Builders Add Escalation Clauses to Offset Lumber Prices
NAHB survey: 47% of builders are adding the escalation clauses; 10% are adding shared price clauses; and 29% are pre-ordering lumber to try to avoid cost increases.
WASHINGTON – To help protect themselves from ongoing price increases in the lumber market, more builders are adding escalation clauses to their sales or construction contracts.
The rising and volatile costs of lumber continue to hamper the new-home and remodeling markets. Lumber prices nearly doubled over a four-month period in 2020 and have continued to reach new highs. The price and availability of building materials have been cited as one of the top challenges that homebuilders face at a time when the real estate industry is calling for more housing inventory to meet surging buyer demand.
Forty-seven percent of builders said they were “including price escalation clauses in their sales contracts,” according to the most recent National Association of Home Builders and Wells Fargo Housing Market Index survey. Also, 10% are including shared price clauses in their contracts.

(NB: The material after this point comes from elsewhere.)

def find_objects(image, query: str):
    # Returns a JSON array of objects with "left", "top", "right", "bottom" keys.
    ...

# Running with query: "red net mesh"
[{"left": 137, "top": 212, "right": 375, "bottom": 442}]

Shared price clauses are similar to price escalation clauses in that they tie the final house price to the price of building materials, Paul Emrath, NAHB’s vice president for survey and housing policy research, said on the association’s Eye on Housing blog. “The difference is that, in the typical shared price clause, the home builder agrees to absorb part of the material price increase, with the home buyer covering the rest,” he writes.
While these price escalation clauses may help to protect builders from rising costs, customers unable to afford the escalated house prices will result in lost sales, Emrath said.
More builders (29%) also are pre-ordering lumber to help avoid cost increases, and 22% are obtaining price guarantees from suppliers. But those price guarantees don’t often stretch past two months.
Some builders (19%) are delaying building or sales when costs spike; others (15%) are laying the foundation, then pausing before starting the framing, and 4% are using lumber options or futures to hedge against future price changes. Still, about 13% of builders aren’t using any of these options, according to the survey.